New Life Bible Fellowship Church
9-11-22
  • How Great Thou Art
  • Praise Him Praise Him
      • Genesis 50KJV

  • Introduction

    Thus far in our exposition of the book of Hebrews we have seen Jesus, eternally begotten of the Father, made for a time lower then the angels to fulfill his apostleship and High Priestly duties and was again exalted with the glory he so rightly deserved. And we’ve seen that this appointment by the Father was greater then Moses’ appointment who was a servant and prophet of God, and as a result, Jesus is deserving of greater glory then Moses.
    We are also given a warning (2:1-3) to not neglect so great a salvation but, as we saw last week, we are to hold fast our confidence and our boasting that comes from our hope in the finished work of Jesus Christ, the builder of the house of God. But what happens if we do neglect this great salvation, or fail to hold fast to our hope? This question introduces our text for this morning as we are called to learn from Israel’s past and are given an exhortation to not imitate past unbelievers. This warning is among several warnings posted throughout the book of Hebrews (6:4-8; 10:26-31; 12:25-29) that declare to us the eternal devastating consequences of unbelief.

    Text: Hebrews 3:7-19

    Hebrews 3:7–19 ESV
    7 Therefore, as the Holy Spirit says, “Today, if you hear his voice, 8 do not harden your hearts as in the rebellion, on the day of testing in the wilderness, 9 where your fathers put me to the test and saw my works for forty years. 10 Therefore I was provoked with that generation, and said, ‘They always go astray in their heart; they have not known my ways.’ 11 As I swore in my wrath, ‘They shall not enter my rest.’ ” 12 Take care, brothers, lest there be in any of you an evil, unbelieving heart, leading you to fall away from the living God. 13 But exhort one another every day, as long as it is called “today,” that none of you may be hardened by the deceitfulness of sin. 14 For we have come to share in Christ, if indeed we hold our original confidence firm to the end. 15 As it is said, “Today, if you hear his voice, do not harden your hearts as in the rebellion.” 16 For who were those who heard and yet rebelled? Was it not all those who left Egypt led by Moses? 17 And with whom was he provoked for forty years? Was it not with those who sinned, whose bodies fell in the wilderness? 18 And to whom did he swear that they would not enter his rest, but to those who were disobedient? 19 So we see that they were unable to enter because of unbelief.

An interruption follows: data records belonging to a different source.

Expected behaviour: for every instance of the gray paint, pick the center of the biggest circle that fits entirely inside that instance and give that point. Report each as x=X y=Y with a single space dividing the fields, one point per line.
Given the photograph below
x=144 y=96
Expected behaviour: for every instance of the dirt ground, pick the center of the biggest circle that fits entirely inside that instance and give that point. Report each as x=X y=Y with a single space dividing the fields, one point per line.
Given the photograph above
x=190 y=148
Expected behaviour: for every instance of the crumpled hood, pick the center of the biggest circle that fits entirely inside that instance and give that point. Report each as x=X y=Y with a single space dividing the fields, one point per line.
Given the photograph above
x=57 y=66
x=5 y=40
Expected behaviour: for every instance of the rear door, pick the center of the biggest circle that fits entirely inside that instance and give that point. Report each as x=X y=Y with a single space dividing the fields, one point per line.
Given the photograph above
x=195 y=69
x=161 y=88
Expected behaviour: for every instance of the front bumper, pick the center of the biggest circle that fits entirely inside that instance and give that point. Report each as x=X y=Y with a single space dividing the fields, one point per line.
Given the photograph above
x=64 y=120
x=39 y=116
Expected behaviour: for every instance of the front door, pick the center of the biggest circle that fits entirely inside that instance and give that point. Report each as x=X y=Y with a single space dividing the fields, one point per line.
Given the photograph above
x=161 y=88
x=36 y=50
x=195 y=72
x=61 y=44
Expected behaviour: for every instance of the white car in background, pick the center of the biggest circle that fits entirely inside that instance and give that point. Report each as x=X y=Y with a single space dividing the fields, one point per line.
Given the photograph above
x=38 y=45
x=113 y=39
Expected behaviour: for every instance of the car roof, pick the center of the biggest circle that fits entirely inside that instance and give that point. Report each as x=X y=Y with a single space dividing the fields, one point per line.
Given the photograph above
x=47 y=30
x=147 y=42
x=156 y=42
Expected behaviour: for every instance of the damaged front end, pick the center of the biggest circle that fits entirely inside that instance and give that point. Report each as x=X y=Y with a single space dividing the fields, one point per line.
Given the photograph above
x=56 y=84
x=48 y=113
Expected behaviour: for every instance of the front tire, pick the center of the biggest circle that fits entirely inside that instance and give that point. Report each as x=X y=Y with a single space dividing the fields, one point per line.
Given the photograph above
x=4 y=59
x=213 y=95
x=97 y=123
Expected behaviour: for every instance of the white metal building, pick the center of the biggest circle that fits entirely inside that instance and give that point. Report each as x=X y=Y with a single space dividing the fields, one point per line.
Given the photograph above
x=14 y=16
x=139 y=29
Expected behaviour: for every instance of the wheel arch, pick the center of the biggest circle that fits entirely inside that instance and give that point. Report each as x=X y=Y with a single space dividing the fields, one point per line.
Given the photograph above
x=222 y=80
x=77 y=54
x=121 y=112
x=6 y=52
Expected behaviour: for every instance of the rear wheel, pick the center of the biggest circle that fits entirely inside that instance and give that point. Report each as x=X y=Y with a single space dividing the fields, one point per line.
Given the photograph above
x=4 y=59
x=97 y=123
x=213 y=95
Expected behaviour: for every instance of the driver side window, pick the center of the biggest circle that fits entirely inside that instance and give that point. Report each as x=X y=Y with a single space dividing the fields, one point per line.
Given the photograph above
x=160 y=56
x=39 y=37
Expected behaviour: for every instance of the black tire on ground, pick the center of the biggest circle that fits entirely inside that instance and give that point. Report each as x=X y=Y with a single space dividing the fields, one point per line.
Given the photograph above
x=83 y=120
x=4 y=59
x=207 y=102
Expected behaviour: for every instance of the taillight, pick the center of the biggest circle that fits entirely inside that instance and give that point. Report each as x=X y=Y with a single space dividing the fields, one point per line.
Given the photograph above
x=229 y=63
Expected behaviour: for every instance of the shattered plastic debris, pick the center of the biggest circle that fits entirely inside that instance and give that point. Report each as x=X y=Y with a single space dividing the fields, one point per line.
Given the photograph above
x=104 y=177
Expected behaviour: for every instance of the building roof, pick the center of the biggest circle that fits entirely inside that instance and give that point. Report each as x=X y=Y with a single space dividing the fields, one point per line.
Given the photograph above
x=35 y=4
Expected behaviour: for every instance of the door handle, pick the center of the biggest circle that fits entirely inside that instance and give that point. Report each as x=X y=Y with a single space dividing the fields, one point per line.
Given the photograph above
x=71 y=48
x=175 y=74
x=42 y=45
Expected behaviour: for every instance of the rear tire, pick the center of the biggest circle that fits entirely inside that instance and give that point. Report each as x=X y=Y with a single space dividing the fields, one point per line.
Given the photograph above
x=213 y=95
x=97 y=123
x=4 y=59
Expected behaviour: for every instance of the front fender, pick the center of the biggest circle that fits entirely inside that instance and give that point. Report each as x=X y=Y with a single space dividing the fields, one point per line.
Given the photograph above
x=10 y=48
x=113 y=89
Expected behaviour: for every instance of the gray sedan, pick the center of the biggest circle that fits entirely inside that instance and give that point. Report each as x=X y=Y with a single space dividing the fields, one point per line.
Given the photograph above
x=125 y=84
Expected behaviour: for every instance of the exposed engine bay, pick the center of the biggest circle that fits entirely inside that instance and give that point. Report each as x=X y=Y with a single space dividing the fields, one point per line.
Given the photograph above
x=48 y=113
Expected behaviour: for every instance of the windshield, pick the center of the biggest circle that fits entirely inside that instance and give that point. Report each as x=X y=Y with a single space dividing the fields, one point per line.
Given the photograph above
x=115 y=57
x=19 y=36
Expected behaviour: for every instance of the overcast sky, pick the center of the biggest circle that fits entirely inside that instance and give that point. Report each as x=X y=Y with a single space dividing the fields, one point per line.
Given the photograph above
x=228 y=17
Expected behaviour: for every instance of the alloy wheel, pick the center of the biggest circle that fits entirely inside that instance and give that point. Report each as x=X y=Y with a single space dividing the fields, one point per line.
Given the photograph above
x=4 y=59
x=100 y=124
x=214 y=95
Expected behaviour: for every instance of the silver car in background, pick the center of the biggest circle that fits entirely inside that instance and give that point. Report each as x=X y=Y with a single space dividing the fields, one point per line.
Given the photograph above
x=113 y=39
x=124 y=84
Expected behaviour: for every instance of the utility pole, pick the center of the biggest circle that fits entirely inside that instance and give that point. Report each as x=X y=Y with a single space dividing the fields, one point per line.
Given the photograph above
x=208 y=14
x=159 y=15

    Main Idea: Because God has revealed himself in so many extraordinary ways, we as his covenant people must never engage in unbelief.

    Therefore (7)- ties verse 6 to this section by contrasting those who hold fast to our hope with confidence and boasting, with those who have hearts are hardened.
    Note also that there is a past, present, and future aspect contained within these verses. Let’s begin with the past...

    I. Warning Against Hardened Hearts: A lesson From Israel’s Past Unbelief (7-11)

    Note: Paul uses this same example and warning in I Cor 10:4-5.

    A. It is possible to take part but not be a part of God’s covenant community (7-9)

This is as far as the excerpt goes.